Organizations need to make a concerted effort to prepare high-potential employees for leadership roles if they want to encourage employee retention. Millennials are more likely than previous generations to leave a position that doesn’t offer opportunities for them to learn and grow in their career. By involving them in development early with diverse and engaging training as well as valuable mentorship programs, companies can ensure that they keep their next generation of leaders engaged and prepared to step into more important roles as baby boomers retire.
Fortunately, millennials are eager to receive feedback and prepare to take on greater responsibilities. This eagerness to improve their skills makes them particularly well-suited to self-directed forms of learning that encourages their creativity and fits with their work-life balance needs. Working closely with this new generation of leaders to engage them in the development process can not only help them unlock their potential, but also makes them less likely to seek opportunities elsewhere.
Shift in the Nature of Work
The traditional office is fast becoming a relic of the past. Developments in communications technology has led to an increase in remote workers and telecommuting across a wide range of industries. More than two-thirds of professionals around the world work remotely at least one day a week, making the way companies organize and manage virtual teams more important than ever. When implemented successfully, virtual teams can boost productivity and lead to better job satisfaction among employees.
The unique nature of remote work, however, introduces a number of challenges. Companies must provide the communication tools and structure to help these teams work effectively. With more and more employees working virtually, it’s vital that leaders find ways to keep them engaged and connected. When relationships and trust deteriorate, virtual employees will be quick to look for opportunities elsewhere.
Changing Customer Expectations
Today’s customers have more choices available to them than ever before. With technological innovations making it easier than ever for start-up companies to break into established markets, companies can no longer rely on their products and services alone to stay competitive. Increasingly, customer experience is becoming the key brand differentiator in the eyes of consumers.
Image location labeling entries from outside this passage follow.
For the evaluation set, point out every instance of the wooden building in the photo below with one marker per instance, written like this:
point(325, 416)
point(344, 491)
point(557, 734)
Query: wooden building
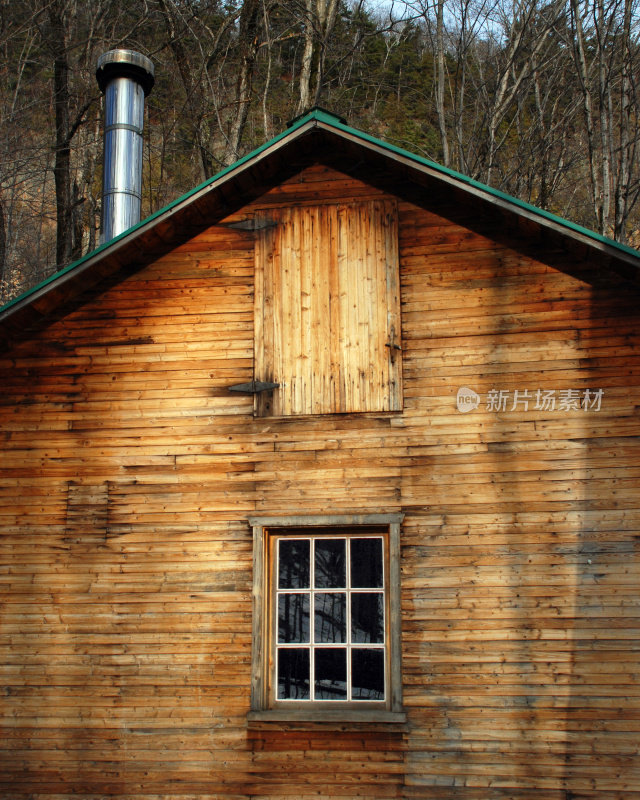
point(323, 482)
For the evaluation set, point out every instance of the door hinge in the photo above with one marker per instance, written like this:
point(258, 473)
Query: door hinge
point(255, 387)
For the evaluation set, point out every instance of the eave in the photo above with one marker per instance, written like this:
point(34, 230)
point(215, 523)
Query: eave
point(317, 137)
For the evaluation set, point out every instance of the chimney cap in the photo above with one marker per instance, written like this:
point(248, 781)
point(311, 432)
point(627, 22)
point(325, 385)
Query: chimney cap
point(124, 63)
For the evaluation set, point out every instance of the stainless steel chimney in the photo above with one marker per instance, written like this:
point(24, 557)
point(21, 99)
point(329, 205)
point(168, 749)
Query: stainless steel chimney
point(126, 78)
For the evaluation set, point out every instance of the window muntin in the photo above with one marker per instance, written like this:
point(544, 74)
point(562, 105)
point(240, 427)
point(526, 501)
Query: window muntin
point(365, 661)
point(330, 607)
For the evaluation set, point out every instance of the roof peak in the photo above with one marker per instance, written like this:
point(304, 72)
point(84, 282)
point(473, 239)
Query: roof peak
point(317, 112)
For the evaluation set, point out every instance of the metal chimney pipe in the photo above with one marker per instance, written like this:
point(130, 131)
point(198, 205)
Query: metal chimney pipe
point(126, 78)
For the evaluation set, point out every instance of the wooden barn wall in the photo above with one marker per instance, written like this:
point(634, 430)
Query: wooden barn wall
point(128, 472)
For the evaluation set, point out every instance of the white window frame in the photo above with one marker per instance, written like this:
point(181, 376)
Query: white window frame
point(264, 705)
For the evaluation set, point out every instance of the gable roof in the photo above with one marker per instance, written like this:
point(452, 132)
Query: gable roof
point(318, 136)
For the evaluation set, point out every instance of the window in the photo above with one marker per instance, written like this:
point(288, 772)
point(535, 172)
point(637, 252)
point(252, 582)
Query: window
point(327, 309)
point(326, 618)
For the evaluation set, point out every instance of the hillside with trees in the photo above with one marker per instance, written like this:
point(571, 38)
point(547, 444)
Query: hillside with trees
point(537, 99)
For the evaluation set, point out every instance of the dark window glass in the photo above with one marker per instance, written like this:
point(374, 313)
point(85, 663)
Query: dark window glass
point(293, 617)
point(293, 673)
point(293, 564)
point(367, 674)
point(330, 564)
point(330, 617)
point(331, 673)
point(367, 617)
point(366, 563)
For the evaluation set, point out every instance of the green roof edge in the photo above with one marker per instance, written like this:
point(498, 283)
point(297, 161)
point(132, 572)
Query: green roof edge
point(574, 226)
point(328, 118)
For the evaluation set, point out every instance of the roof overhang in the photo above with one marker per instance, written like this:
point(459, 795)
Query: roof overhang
point(316, 137)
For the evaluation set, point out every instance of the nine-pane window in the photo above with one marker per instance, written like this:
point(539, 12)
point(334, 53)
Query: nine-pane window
point(330, 618)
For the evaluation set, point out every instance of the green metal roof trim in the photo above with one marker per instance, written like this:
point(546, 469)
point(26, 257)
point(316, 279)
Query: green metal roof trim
point(458, 176)
point(334, 121)
point(143, 223)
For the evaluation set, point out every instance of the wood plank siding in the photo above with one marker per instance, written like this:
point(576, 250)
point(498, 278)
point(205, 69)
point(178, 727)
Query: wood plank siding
point(128, 474)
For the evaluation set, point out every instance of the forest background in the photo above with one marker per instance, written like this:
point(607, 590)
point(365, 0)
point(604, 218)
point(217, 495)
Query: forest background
point(537, 99)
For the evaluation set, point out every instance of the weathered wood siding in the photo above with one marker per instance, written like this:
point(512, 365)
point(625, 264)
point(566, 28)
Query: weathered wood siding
point(128, 472)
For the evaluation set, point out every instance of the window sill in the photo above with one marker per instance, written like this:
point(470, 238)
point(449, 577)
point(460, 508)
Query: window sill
point(333, 719)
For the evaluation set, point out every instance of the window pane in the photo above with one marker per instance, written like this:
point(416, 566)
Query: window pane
point(366, 563)
point(367, 674)
point(330, 564)
point(330, 617)
point(293, 564)
point(293, 617)
point(367, 617)
point(331, 673)
point(293, 673)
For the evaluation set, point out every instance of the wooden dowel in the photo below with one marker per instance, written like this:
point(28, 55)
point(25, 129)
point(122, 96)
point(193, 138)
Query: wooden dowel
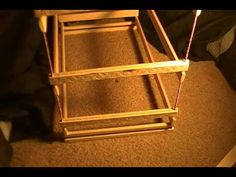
point(116, 135)
point(64, 88)
point(154, 112)
point(98, 15)
point(120, 71)
point(56, 59)
point(151, 59)
point(98, 25)
point(163, 37)
point(96, 30)
point(102, 131)
point(162, 34)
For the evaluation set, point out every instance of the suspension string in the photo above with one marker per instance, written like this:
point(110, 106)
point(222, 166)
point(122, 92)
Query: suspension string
point(197, 13)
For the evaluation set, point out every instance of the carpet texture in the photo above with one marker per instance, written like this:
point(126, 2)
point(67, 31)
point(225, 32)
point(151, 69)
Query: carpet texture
point(204, 132)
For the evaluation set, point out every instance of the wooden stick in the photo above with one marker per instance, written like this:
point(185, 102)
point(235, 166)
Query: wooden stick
point(151, 59)
point(162, 34)
point(163, 37)
point(101, 25)
point(120, 71)
point(102, 131)
point(39, 13)
point(56, 59)
point(116, 135)
point(96, 30)
point(98, 15)
point(64, 88)
point(154, 112)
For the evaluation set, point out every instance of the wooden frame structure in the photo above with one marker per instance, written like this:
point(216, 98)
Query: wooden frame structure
point(61, 76)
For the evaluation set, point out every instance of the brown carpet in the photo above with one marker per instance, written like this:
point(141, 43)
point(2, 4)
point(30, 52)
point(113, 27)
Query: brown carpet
point(204, 132)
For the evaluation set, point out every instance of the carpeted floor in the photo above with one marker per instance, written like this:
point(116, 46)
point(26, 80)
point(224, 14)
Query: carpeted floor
point(204, 132)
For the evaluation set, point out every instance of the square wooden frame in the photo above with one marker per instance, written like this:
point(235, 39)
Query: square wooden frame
point(175, 65)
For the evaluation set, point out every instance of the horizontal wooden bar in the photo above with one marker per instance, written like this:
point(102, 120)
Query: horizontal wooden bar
point(39, 13)
point(120, 71)
point(98, 15)
point(96, 30)
point(114, 135)
point(97, 25)
point(154, 112)
point(103, 131)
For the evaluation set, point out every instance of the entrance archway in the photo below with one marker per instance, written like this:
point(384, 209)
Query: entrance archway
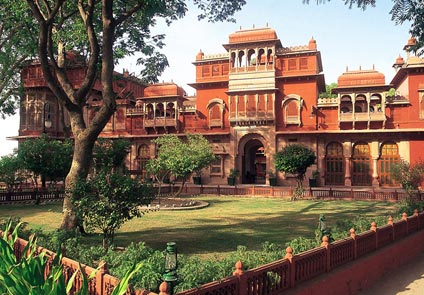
point(254, 162)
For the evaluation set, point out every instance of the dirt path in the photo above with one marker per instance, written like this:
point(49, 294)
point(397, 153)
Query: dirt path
point(407, 280)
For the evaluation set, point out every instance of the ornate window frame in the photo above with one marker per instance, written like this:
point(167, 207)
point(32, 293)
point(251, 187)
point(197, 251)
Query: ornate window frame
point(216, 102)
point(292, 120)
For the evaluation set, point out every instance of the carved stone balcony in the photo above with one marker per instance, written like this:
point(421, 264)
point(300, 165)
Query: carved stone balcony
point(252, 118)
point(165, 123)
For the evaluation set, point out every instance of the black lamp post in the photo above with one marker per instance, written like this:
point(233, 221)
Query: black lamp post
point(171, 264)
point(47, 122)
point(314, 113)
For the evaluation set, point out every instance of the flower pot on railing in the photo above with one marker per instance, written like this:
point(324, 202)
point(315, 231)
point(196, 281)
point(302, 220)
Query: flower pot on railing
point(231, 179)
point(273, 181)
point(197, 180)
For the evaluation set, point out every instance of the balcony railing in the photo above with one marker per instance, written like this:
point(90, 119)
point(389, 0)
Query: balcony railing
point(362, 117)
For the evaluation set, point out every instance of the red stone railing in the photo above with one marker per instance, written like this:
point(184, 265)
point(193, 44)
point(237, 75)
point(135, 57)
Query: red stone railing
point(243, 190)
point(293, 270)
point(101, 284)
point(272, 278)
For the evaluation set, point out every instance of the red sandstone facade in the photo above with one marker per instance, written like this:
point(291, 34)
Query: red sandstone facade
point(252, 100)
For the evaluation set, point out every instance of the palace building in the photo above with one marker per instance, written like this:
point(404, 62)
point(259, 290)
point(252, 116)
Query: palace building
point(251, 100)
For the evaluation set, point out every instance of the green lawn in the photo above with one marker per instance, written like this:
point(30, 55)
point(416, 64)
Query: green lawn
point(219, 228)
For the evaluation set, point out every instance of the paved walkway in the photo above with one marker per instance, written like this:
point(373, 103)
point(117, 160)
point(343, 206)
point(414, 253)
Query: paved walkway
point(407, 280)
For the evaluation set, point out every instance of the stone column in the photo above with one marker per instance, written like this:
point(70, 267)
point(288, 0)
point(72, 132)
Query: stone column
point(375, 181)
point(348, 177)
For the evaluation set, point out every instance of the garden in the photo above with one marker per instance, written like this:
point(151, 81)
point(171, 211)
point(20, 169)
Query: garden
point(104, 210)
point(209, 240)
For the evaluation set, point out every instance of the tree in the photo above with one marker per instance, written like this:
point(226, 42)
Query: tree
point(102, 31)
point(409, 176)
point(46, 158)
point(17, 43)
point(402, 10)
point(182, 158)
point(110, 154)
point(10, 170)
point(295, 159)
point(107, 200)
point(328, 89)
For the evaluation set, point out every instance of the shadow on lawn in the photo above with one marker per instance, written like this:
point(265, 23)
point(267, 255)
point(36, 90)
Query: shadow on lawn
point(224, 234)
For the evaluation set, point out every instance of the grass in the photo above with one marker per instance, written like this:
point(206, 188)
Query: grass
point(221, 227)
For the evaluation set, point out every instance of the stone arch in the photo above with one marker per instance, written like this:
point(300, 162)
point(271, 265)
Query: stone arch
point(253, 158)
point(292, 105)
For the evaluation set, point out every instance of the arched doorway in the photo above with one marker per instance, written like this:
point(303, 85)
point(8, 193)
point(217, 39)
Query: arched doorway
point(254, 162)
point(334, 160)
point(389, 158)
point(361, 162)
In order to drive innovation and create better experiences, companies are promoting collaboration across their organizational structure. By bringing diverse talent together in cross-functional teams, they can leverage the broad array of skills and knowledge found throughout their departments. Cross-functional teams provide new avenues of engagement for employee retention and developing future agile leaders, both of which help to avoid a talent gap. They also help companies to embrace and promote diversity, which allows new ideas to emerge and creates the space to develop uniquely innovative solutions. As customer tastes become more varied, organizations need to adopt structures that allow employees to deliver the experiences customers have come to expect.
As companies position themselves to meet tomorrow’s business challenges, they can’t afford to lose sight of the importance of attracting and retaining their most talented employees. Although there are many factors threatening to increase turnover and leave them struggling to fill a talent gap, organizations can take deliberate steps to improve development and attract and retain high-potential employees.